As Operation Euphrates Shield enters its first month, around 20,000 people have so far returned home to the freed Syrian town of Jarablus.
More than 20,000 Syrians have returned to the Syrian border town of Jarablus nearly a month after it was taken from the DAESH terrorist organisation, an official has said.
Operation Euphrates Shield, which led to the liberation of the city, began when Turkish tank units backed by jets crossed the border into Syria on August 24 in support of the Free Syrian Army. At least 54 DAESH terrorists were killed during the Battle of Jarablus.
Close to 1,200 square kilometres (745 miles) of northern Syria has been cleared of hostile groups so far in the operation. Nearly 900 DAESH targets were hit 4,000 times following the liberation of Jarablus, the source added.

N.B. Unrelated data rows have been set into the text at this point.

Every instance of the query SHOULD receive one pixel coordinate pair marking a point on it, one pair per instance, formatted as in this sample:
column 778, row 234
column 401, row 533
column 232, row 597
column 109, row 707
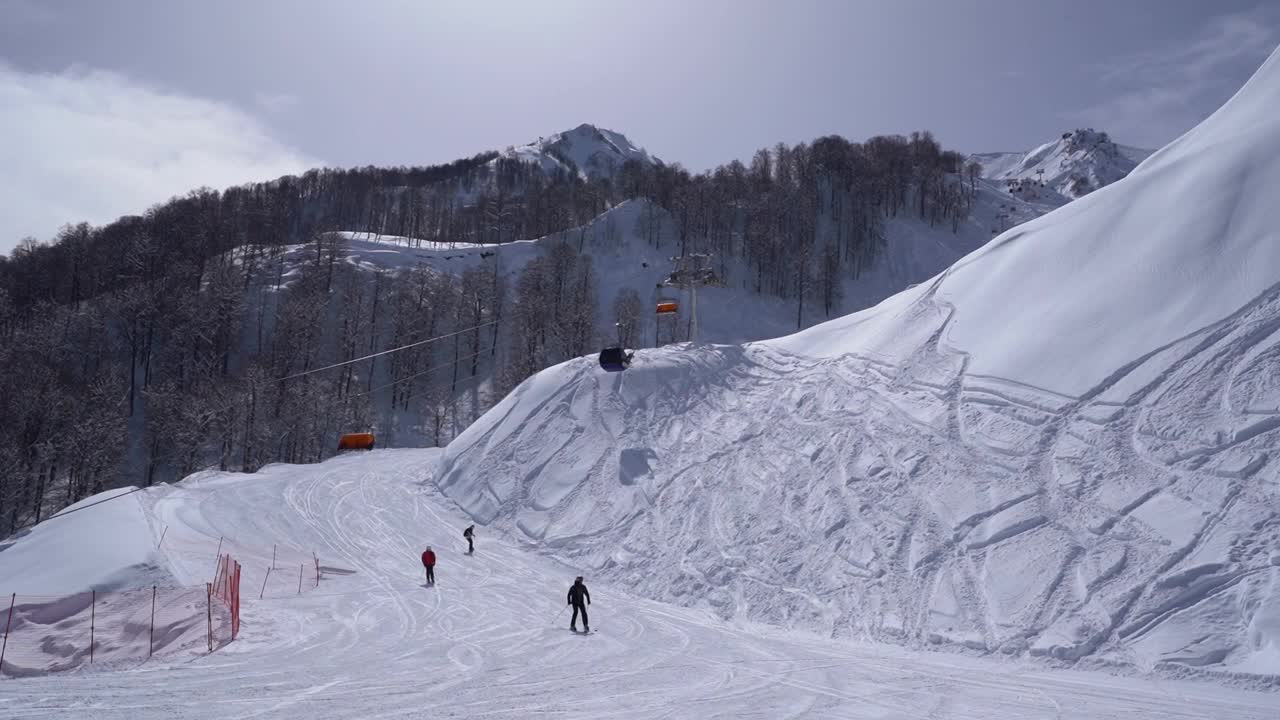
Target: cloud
column 26, row 12
column 94, row 145
column 1161, row 94
column 275, row 101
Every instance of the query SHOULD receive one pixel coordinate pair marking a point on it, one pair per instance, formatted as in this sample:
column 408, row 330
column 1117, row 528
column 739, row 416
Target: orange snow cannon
column 356, row 441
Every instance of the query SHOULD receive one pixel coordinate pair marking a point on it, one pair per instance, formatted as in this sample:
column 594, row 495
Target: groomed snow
column 492, row 639
column 1063, row 446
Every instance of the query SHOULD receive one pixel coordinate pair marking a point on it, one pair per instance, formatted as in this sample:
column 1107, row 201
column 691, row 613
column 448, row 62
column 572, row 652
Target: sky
column 108, row 108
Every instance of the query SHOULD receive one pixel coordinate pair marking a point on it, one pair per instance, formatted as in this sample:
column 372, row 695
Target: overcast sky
column 106, row 108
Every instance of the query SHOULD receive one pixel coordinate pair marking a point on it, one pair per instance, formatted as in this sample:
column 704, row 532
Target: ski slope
column 1070, row 167
column 490, row 639
column 1061, row 447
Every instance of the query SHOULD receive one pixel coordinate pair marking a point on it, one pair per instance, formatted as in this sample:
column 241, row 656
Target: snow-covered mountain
column 1073, row 165
column 586, row 150
column 1064, row 445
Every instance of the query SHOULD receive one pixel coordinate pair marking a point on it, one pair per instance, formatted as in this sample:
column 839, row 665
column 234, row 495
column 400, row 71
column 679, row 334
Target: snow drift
column 1061, row 446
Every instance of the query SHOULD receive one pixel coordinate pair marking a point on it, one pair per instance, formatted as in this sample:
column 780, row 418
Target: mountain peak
column 586, row 150
column 1074, row 164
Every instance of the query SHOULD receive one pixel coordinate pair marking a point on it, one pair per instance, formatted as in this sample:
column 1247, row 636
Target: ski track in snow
column 487, row 641
column 920, row 505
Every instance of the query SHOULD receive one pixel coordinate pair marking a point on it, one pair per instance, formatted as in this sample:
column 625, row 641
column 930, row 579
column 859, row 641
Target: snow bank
column 106, row 546
column 1061, row 446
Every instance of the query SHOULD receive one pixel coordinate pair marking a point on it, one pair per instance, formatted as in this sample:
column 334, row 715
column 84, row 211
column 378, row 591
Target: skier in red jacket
column 429, row 563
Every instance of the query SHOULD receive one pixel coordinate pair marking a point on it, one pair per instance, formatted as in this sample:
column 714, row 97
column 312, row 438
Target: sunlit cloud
column 92, row 145
column 1160, row 94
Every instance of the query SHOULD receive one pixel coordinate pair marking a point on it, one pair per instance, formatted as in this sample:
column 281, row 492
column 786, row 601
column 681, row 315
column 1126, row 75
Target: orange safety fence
column 266, row 572
column 225, row 588
column 49, row 634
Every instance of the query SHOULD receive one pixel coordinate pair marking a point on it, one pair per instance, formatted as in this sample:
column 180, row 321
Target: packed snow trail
column 490, row 639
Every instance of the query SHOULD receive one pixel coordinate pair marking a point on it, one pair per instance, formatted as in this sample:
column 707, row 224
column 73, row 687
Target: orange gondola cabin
column 356, row 441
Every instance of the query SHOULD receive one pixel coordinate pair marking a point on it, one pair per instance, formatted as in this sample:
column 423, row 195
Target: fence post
column 9, row 621
column 151, row 647
column 209, row 606
column 219, row 554
column 236, row 606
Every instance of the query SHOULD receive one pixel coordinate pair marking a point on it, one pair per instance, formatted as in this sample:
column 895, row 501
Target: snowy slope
column 1061, row 446
column 624, row 258
column 128, row 560
column 1073, row 165
column 590, row 151
column 490, row 638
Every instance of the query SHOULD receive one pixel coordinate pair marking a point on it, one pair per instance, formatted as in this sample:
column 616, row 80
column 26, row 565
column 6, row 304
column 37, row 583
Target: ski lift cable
column 440, row 367
column 385, row 351
column 63, row 513
column 442, row 383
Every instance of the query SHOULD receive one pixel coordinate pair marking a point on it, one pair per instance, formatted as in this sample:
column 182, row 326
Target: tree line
column 190, row 336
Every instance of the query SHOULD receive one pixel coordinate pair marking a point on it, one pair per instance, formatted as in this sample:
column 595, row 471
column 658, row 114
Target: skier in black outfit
column 577, row 593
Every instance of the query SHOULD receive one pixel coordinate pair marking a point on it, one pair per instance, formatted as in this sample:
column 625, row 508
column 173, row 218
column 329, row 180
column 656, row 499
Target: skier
column 429, row 564
column 577, row 593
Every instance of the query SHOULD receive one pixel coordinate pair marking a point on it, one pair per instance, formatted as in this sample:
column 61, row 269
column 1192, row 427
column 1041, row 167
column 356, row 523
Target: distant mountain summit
column 586, row 150
column 1073, row 165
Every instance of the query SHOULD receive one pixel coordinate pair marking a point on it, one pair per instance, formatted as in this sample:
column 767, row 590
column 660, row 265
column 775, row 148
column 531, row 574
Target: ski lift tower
column 690, row 272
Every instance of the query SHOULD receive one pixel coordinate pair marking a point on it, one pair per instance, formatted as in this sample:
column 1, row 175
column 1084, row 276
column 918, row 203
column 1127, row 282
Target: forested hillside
column 196, row 333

According to a local councillor in Jarablus, the population of the city has increased to 25,000 from 35,000 as a result of the operation.
Hundreds of families moved back home from Azaz in northern Aleppo Province and Manbij, the official, who spoke on condition of anonymity due to safety concerns, added.
From Turkey alone, around 3,000 refugees have returned back home to Jarablus.
"Our office considers applications," said Oktay Bahceci, head of the Gaziantep regional migration office. "People whose paperwork has been completed are able to return to their country. To date, a total of 2,857 people have left the country [for Syria]."
Turkey has said the operation aims to bolster border security, support coalition forces and eliminate the threat posed by terror organisations, especially DAESH, and that it is in line with its right to self-defense born out of international treaties. The operation is being carried out under a mandate given to the Turkish Armed Forces by parliament in 2014, which was extended for another year in September 2015.
The US-led coalition has welcomed the operation, which has significantly contributed to ongoing efforts by the US-backed international coalition against the terror group.